【法的手続きのメリット】奨学金を外しつつ消費者金融の返済負担と督促を止めることで、保証人である親に迷惑をかけずに、ご自身の収入の範囲内で無理なく借金問題を解決し生活を立て直すことができます。
奨学金と消費者金融の借入れを抱える悩み
大学や専門学校に進学する際に利用する奨学金は、多くの若者が社会人になった後の返済を抱える契機となります。しかし、生活費の不足や予期せぬ出費から、消費者金融やクレジットカードのリボ払いなどを重ねてしまい、多重債務の状態に陥ってしまうケースは少なくありません。
毎月の返済額が収入を圧迫し、自力での返済が困難になったとき、債務整理が有効な解決策となります。その中でも任意整理は、裁判所を通さずに特定の債権者を選んで和解交渉ができるため、柔軟性の高い手続きとして広く利用されています。
なぜ奨学金を外して任意整理ができるのか
任意整理の最大の特徴は、整理する借入先を自分で自由に選べるという点です。自己破産や個人再生の場合は、すべての債権者を公平に扱う必要があるため一部の借入金だけを除外することはできませんが、任意整理であれば特定の債権者を対象外にすることができます。

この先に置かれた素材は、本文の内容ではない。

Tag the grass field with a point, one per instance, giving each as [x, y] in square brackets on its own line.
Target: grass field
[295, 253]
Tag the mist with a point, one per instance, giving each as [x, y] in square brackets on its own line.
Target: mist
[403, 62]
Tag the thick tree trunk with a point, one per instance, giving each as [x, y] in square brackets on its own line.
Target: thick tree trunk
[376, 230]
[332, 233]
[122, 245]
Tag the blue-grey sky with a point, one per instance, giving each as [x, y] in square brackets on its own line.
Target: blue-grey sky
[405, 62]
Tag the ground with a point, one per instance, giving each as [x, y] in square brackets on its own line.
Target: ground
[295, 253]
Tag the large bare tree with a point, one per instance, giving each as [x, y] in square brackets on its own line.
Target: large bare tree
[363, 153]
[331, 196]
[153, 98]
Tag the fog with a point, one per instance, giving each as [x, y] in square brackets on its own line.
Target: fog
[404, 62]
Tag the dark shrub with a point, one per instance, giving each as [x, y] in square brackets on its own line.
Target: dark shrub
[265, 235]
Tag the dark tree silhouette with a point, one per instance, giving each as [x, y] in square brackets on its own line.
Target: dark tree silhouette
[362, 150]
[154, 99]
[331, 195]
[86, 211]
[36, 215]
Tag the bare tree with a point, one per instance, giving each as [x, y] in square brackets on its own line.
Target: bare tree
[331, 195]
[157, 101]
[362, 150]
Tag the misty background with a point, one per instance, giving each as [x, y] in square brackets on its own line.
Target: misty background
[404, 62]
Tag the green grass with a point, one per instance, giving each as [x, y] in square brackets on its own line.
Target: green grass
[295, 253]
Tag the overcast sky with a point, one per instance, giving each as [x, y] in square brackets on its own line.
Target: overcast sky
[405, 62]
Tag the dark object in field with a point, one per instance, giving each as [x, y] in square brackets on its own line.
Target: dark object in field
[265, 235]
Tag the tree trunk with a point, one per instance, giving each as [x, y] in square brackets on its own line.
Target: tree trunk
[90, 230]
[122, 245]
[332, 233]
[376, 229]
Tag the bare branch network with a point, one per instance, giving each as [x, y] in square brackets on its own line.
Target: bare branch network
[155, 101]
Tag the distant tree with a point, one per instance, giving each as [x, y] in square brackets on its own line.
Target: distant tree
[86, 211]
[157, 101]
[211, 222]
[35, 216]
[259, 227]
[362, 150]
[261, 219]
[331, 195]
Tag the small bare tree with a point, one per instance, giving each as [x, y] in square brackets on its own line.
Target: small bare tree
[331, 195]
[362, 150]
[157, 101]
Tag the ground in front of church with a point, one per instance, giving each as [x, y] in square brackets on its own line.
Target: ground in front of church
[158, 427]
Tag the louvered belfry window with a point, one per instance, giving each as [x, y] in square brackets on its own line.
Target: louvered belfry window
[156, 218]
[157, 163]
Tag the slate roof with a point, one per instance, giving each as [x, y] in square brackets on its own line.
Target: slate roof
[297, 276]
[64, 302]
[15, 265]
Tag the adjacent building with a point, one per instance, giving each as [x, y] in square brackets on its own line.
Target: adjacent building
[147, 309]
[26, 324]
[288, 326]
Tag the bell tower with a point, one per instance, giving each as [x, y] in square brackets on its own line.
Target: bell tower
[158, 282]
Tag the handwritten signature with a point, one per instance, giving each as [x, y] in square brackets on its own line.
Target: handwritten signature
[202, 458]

この仕組みを利用し、人的保証(親や親族が保証人や機関保証ではなく連帯保証人となっている場合など)がついている奨学金を外して、消費者金融などの貸金業者のみを整理対象とする選択が可能になります。
- 奨学金の保証人への影響を防ぐ: 奨学金を整理対象に含めると保証人に一括請求が及ぶため、これを回避する。
- 消費者金融の返済負担を軽減する: 高金利な消費者金融のみを対象に、将来利息のカットや長期分割払いの和解を結ぶ。
- 全体収支のバランスを整える: 奨学金の約定返済を継続しつつ、消費者金融からの取り立てや返済苦から逃れる。
親にバレずに任意整理を進めるためのポイント
実家暮らしや、親に経済的な心配をかけたくないという理由から、周囲に知られずに借金問題を解決したいと希望する人は少なくありません。奨学金を外し、消費者金融のみを対象として任意整理を行うことで、親バレを防ぎやすくなります。
奨学金の返済を継続することによる秘匿性
奨学金の返済が滞ると、日本学生支援機構などから督促状が届いたり、保証人である親に連絡がいったりして借金の状況が発覚するリスクが高まります。しかし、奨学金を任意整理の対象外としてこれまで通り毎月遅滞なく返済し続ければ、奨学金に関する督促が親の元へ届くことはありません。
消費者金融の督促停止と郵便物管理
弁護士や司法書士に任意整理を依頼すると、債権者に対して受任通知が発送されます。これにより、消費者金融からの自宅への督促電話や郵便物の発送は法律上ストップします。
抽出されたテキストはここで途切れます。